FIM DA APURAÇÃO
Supremo Decide: Congresso Define Futuro da CPMI do INSS
Por 8 votos a 2, STF derruba prorrogação e mantém encerramento de inquérito sobre fraudes previdenciárias.
Nesta quinta-feira (26), por uma expressiva maioria de 8 votos a 2, o Supremo Tribunal Federal (STF) derrubou a decisão provisória do ministro André Mendonça, que buscava estender a Comissão Parlamentar Mista de Inquérito (CPMI) do INSS. A Corte máxima determinou que a prerrogativa de prolongar os trabalhos de uma comissão investigativa pertence exclusivamente ao Congresso Nacional, e não constitui um direito automático da minoria parlamentar passível de intervenção judicial. Esta resolução põe fim à expectativa de mais 60 dias de apuração sobre as alegadas fraudes nos descontos de aposentados e pensionistas, impactando diretamente milhares de cidadãos que aguardavam por respostas e responsabilização antes do encerramento oficial da CPMI, previsto para o próximo sábado (28).
A CPMI do INSS tem como objetivo investigar fraudes nos descontos de aposentados e pensionistas, um problema que aflige uma parcela vulnerável da população. Desde dezembro do ano anterior, integrantes da comissão, representando a minoria parlamentar, vinham solicitando a extensão do prazo de trabalho, sem obter resposta do então presidente do Congresso, senador Davi Alcolumbre. Diante do impasse, no início de março, os parlamentares recorreram ao Supremo Tribunal Federal.
Na segunda-feira (23), o ministro André Mendonça concedeu uma decisão provisória, autorizando a prorrogação dos trabalhos e estabelecendo um prazo para que o presidente do Congresso se manifestasse formalmente. Se não houvesse manifestação, o próprio presidente da CPMI poderia efetivar a extensão. O prazo de 48 horas imposto por Mendonça encerrou-se na manhã desta quinta-feira (26), data em que o plenário do STF reverteu sua decisão.
No julgamento, o ministro André Mendonça, relator do caso, defendeu o direito da minoria parlamentar de buscar a continuidade das investigações, argumentando que a criação de obstáculos pode frustrar o propósito da CPI. Ele votou pela prorrogação da CPMI por 60 dias, afirmando: “É como se nós autorizássemos a instalação. A minoria consegue as assinaturas para a instalação, mas na composição dos membros, a minoria já não tem a mesma força e se compõe com a maioria as comissões. Então, se criam obstáculos de impedimentos, de leituras de requerimentos, de aprovação de requerimentos, até que se esgote o prazo e depois não se prorrogue. Se criam os obstáculos até que se escoe os prazos”. O ministro Luiz Fux acompanhou o relator, ressaltando que, sendo a instauração da CPI prerrogativa das minorias, a prorrogação também deveria ser, conforme o regimento do Congresso.
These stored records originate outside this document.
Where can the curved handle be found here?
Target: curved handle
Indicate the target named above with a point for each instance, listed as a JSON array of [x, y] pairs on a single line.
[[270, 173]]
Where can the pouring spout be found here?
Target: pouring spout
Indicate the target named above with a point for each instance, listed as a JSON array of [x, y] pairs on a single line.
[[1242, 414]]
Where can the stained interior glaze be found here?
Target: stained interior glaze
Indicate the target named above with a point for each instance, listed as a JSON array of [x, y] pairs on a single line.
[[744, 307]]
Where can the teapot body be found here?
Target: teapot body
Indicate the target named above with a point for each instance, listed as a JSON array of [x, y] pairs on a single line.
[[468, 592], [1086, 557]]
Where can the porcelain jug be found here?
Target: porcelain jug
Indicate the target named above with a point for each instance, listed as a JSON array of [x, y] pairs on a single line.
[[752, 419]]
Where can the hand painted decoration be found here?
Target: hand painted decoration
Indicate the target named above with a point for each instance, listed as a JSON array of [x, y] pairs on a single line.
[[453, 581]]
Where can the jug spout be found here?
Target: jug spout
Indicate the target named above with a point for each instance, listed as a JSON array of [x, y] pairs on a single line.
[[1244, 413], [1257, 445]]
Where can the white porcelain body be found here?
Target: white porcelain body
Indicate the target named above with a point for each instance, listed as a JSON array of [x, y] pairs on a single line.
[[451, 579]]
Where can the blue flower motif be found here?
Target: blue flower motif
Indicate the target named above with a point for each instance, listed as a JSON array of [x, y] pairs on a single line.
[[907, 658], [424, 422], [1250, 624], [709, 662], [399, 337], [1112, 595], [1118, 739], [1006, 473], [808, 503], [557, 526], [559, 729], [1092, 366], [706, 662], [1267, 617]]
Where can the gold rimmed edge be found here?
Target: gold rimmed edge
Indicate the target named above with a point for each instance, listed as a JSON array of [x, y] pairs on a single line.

A maioria, no entanto, seguiu uma linha de entendimento distinta. O ministro Alexandre de Moraes, ao votar contra a prorrogação, enfatizou que a Constituição limita os trabalhos das comissões a "fato determinado por prazo certo", sem mencionar a possibilidade automática de prorrogação. "A Constituição coloca um requisito objetivo e coloca um requisito de restrição, seja do exercício do poder, seja do abuso do poder. Prazo certo. A Constituição não fala prazo certo mais prorrogação", declarou Moraes.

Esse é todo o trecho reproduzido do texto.